New seller prices were up 1.3 per cent from a year earlier, property website Rightmove said in a report published Monday. They eased just 0.1 poer cent on the month, the smallest decline for any August since 2006.
Rightmove said a shortage of supply is helping to underpin prices, with the number of new sellers down almost 11 per cent on the year. Meanwhile, sales agreements jumped in what is normally a slow month, suggesting buyers and sellers alike are now taking the plunge after years of waiting for Brexit to be resolved.
“It’s been three years since the vote and Brexit fatigue has kicked in,” Chris Osmond, sales director at London-based estate agent JOHNS&CO, said in a comment accompanying the report. “After all, life goes on and you can only put plans on hold for so long. We’ve also seen the number of vendors wanting to cash in on long-held investments increase.”

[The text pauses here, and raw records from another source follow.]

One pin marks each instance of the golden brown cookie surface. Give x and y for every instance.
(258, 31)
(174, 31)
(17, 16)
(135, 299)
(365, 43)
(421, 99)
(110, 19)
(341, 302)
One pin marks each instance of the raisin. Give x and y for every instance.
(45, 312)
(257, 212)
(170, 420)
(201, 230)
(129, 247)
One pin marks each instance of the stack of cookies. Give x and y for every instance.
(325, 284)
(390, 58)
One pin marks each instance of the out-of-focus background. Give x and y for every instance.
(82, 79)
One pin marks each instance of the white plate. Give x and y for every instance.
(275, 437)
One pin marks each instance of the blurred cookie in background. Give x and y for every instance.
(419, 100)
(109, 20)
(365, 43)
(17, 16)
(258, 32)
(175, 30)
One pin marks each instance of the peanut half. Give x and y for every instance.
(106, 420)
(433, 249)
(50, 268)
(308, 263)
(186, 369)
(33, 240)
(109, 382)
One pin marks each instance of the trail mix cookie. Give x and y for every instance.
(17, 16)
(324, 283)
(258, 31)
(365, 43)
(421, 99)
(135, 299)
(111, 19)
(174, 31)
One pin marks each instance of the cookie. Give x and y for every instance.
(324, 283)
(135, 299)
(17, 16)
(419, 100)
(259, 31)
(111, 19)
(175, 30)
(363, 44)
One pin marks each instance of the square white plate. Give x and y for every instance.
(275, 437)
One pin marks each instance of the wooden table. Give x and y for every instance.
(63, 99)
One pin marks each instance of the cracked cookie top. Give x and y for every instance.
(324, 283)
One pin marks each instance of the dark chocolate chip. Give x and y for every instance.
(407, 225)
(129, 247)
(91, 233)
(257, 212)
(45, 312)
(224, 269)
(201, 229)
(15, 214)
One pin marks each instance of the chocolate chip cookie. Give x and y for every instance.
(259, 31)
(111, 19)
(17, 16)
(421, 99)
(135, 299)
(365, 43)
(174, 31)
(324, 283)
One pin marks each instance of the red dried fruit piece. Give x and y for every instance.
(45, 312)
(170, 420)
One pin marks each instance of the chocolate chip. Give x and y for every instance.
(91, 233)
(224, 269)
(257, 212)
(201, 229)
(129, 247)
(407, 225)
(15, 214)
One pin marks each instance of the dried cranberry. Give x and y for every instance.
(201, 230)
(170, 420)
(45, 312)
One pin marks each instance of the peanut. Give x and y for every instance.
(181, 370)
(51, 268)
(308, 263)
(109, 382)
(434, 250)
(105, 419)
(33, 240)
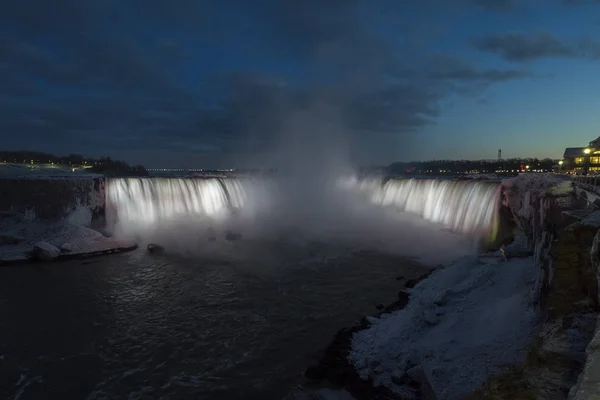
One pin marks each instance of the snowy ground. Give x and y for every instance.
(80, 239)
(463, 323)
(38, 171)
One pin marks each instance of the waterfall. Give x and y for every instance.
(148, 201)
(461, 206)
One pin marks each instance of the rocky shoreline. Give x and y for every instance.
(558, 234)
(24, 241)
(334, 369)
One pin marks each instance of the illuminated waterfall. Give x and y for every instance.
(148, 201)
(462, 206)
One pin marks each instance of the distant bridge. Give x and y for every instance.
(187, 170)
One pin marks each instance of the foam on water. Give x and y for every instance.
(140, 203)
(465, 207)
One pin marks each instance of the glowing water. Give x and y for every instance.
(461, 206)
(145, 202)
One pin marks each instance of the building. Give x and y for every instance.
(582, 159)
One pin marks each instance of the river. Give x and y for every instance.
(239, 323)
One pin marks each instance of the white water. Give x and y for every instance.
(179, 212)
(461, 206)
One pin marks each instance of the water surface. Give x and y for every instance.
(240, 322)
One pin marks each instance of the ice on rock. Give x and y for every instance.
(45, 251)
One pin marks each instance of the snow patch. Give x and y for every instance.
(462, 324)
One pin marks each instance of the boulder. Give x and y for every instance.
(66, 247)
(6, 238)
(45, 251)
(212, 235)
(154, 248)
(232, 236)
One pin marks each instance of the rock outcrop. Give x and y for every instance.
(560, 236)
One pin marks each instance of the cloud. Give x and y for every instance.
(200, 78)
(521, 47)
(495, 5)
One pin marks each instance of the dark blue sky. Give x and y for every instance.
(191, 83)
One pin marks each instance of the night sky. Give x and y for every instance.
(225, 82)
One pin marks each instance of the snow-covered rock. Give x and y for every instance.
(66, 247)
(485, 321)
(45, 251)
(6, 238)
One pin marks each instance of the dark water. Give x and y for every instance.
(242, 323)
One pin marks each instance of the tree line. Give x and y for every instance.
(103, 165)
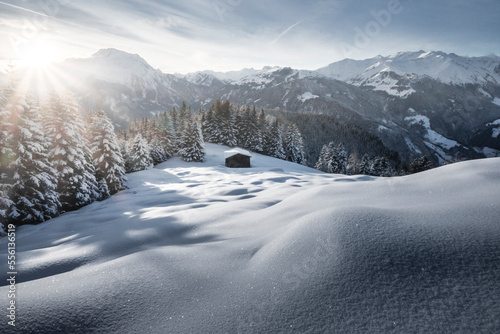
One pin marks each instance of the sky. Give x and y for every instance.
(224, 35)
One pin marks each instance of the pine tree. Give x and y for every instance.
(192, 144)
(107, 157)
(8, 116)
(251, 136)
(273, 141)
(323, 159)
(421, 164)
(294, 145)
(339, 160)
(34, 193)
(365, 165)
(140, 157)
(353, 163)
(70, 153)
(157, 151)
(380, 167)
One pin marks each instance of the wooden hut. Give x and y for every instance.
(237, 158)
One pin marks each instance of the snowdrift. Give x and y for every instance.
(276, 248)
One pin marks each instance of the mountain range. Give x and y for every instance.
(441, 105)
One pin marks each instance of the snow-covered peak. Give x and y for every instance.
(447, 68)
(115, 66)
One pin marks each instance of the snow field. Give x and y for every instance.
(199, 248)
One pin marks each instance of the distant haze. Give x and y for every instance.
(228, 35)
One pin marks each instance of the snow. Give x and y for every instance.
(234, 151)
(448, 68)
(307, 96)
(495, 132)
(200, 248)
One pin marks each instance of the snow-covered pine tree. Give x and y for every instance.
(380, 167)
(192, 144)
(323, 159)
(251, 136)
(353, 163)
(70, 153)
(262, 128)
(273, 140)
(224, 131)
(421, 164)
(365, 165)
(208, 125)
(339, 159)
(157, 151)
(33, 193)
(140, 157)
(108, 160)
(7, 121)
(294, 145)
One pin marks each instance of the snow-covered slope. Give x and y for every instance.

August also saw the largest number of sales nationwide in four years. Rightmove director Miles Shipside said that uncertainty ahead of the October 31 Brexit deadline had potentially encouraged homeowners to sell earlier in the year than normal.
Chancellor of the Exchequer Sajid Javid is mulling stamp duty reforms for UK home sellers as part of a budget due later this year, he told The Times in an interview published on Saturday.
While the newspaper reported that tax burden would be shifted from home buyers to sellers to give larger tax bill for those who have benefited from rising property prices, Javid later said he won’t support that in a tweet. Nevertheless, “we need bold measures on housing”, he said.
The property market has struggled in the recent years, with the prospect of Britain leaving the European Union weighing on prices. London has been particularly badly affected. A separate report by Acadata found house prices in the capital barely rose in the year through June, with several areas losing more than 10 per cent.
Across the country, the picture is mixed. Asking prices were lower than a year earlier in the south-east and the south-west, while northern England, Scotland and Wales - regions where house prices are cheaper on average - showed solid increases, according to Rightmove.